Le garçon esquissa un sourire et lança à la blonde une des ces habituelles oeillades pétillantes.
-C'est David qui va être triste...
-Il rentre pas? interrogea Lou, un peu surprise.
-Non, ses parents vont voir sa grand-mère en Russie, et il a peur de l'avion.
La jeune fille battit des mains, ravie de ne pas être la seule élève de terminal à passer son réveillon à Arthur Rimbaud. Certes, David passait le plus clair à parler de Swann, mais il n'en restait pas moins drôle et incroyablement gentil.
-Et Maxine, elle reste? s'enquit Ismaël.
-Mais non, elle rentre chez elle. Elle est trop contente. Tu m'étonnes, sa famille est géniale... Une fois, j'ai même demandé à ses parents de m'adopter. Devines quoi? Ils ont refusé!
-Aucune personne saine d'esprit n'adopterait une fille qui possède un porte-clef cochon fluo, philosopha le garçon avec sagesse.

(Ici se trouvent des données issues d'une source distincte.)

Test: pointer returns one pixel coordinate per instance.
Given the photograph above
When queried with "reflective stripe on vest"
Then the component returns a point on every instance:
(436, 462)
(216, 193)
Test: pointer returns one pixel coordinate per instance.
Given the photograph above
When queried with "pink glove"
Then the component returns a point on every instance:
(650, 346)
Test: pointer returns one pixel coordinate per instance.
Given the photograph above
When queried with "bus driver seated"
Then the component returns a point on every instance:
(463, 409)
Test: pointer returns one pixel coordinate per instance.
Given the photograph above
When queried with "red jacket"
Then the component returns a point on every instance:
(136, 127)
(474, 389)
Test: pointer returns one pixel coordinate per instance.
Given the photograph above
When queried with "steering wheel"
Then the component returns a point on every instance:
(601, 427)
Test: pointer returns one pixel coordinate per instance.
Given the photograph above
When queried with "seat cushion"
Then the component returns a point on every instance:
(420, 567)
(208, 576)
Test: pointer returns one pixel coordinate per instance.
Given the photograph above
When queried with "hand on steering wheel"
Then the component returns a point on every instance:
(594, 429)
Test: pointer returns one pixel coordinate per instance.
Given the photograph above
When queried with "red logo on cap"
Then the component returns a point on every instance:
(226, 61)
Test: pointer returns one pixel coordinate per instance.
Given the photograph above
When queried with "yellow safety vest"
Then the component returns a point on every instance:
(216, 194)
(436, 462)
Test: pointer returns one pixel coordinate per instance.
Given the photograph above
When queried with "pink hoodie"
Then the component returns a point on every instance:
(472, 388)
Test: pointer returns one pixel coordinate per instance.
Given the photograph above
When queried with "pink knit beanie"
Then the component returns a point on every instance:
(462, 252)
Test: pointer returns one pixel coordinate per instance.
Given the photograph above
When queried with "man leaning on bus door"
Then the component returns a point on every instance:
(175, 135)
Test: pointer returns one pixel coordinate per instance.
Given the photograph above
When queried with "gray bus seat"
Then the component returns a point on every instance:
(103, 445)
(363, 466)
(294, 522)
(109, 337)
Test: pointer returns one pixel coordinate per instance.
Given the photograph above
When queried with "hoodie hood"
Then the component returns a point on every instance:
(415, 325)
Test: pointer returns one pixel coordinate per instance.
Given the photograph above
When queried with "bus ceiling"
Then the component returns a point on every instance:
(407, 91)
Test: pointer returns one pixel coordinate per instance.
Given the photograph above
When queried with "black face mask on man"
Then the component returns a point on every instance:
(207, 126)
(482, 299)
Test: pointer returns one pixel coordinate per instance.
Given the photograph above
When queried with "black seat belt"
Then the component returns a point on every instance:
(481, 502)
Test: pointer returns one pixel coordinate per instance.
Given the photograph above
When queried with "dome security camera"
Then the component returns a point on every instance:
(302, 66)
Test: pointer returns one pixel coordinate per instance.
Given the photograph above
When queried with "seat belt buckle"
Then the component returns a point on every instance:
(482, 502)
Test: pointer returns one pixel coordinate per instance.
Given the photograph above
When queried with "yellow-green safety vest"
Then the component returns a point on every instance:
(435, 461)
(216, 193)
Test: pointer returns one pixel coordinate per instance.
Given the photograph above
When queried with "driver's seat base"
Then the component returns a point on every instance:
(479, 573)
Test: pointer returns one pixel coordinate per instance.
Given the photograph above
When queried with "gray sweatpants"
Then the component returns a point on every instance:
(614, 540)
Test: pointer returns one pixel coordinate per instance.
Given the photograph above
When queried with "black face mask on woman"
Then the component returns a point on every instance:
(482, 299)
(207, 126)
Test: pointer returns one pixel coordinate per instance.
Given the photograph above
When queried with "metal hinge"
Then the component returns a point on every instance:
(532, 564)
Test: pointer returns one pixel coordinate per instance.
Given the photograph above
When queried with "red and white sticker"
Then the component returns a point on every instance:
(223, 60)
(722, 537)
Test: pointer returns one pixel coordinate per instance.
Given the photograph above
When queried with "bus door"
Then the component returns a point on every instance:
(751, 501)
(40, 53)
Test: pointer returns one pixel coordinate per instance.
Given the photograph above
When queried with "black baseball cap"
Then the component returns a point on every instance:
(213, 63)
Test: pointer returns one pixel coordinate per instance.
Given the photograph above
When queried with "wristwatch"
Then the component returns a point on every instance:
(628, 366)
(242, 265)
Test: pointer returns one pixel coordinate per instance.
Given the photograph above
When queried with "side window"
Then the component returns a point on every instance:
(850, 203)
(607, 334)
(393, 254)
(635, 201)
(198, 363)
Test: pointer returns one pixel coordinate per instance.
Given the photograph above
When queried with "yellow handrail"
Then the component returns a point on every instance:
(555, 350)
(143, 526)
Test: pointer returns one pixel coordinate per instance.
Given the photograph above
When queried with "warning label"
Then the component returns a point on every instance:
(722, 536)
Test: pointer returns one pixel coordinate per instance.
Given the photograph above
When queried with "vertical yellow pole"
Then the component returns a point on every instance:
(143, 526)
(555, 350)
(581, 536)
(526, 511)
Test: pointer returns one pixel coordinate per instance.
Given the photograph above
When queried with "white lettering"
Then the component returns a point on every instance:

La jeune fille ouvrit de grands yeux effarés et agita le dit-cochon devant le visage du brun, comme pour le convaincre de la gentillesse de l'animal en plastique.
-Il fait aussi ouvre-boîte et lampe torche! D'ailleurs, tu sais si Aloïs reste à Arthur Rimbaud? s'enquit-elle, passant du coq à l'âne, si brusquement qu'Ismaël, encore sur le cochon, mit quelques instants à comprendre de quoi elle parlait.
Il finit par hausser les épaules. Aloïs ne parlait pratiquement plus depuis le fameux appel durant la réunion des mômes fièvreux. Elle se contentait de noircir des feuilles entières à grands coups de fusain, délaissant même ses devoirs de maths. Ses dessins avaient perdu leurs réalismes et leurs traits soigneusements estompés. Aloïs dessinait des bouches fermées, des visages aux yeux vides ou de simples traits, immenses et rageurs.
-Elles vont pas bien, en ce moment. No et Aloïs, dit simplement Lou en rajustant Casper sur son épaule.
Ismaël l'approuva d'un grognement et renversa la tête en arrière, ses cheveux éparpillés sur le jeu de cartes.
-C'est fatiguant d'être jeune, quand même... soupira-t-il.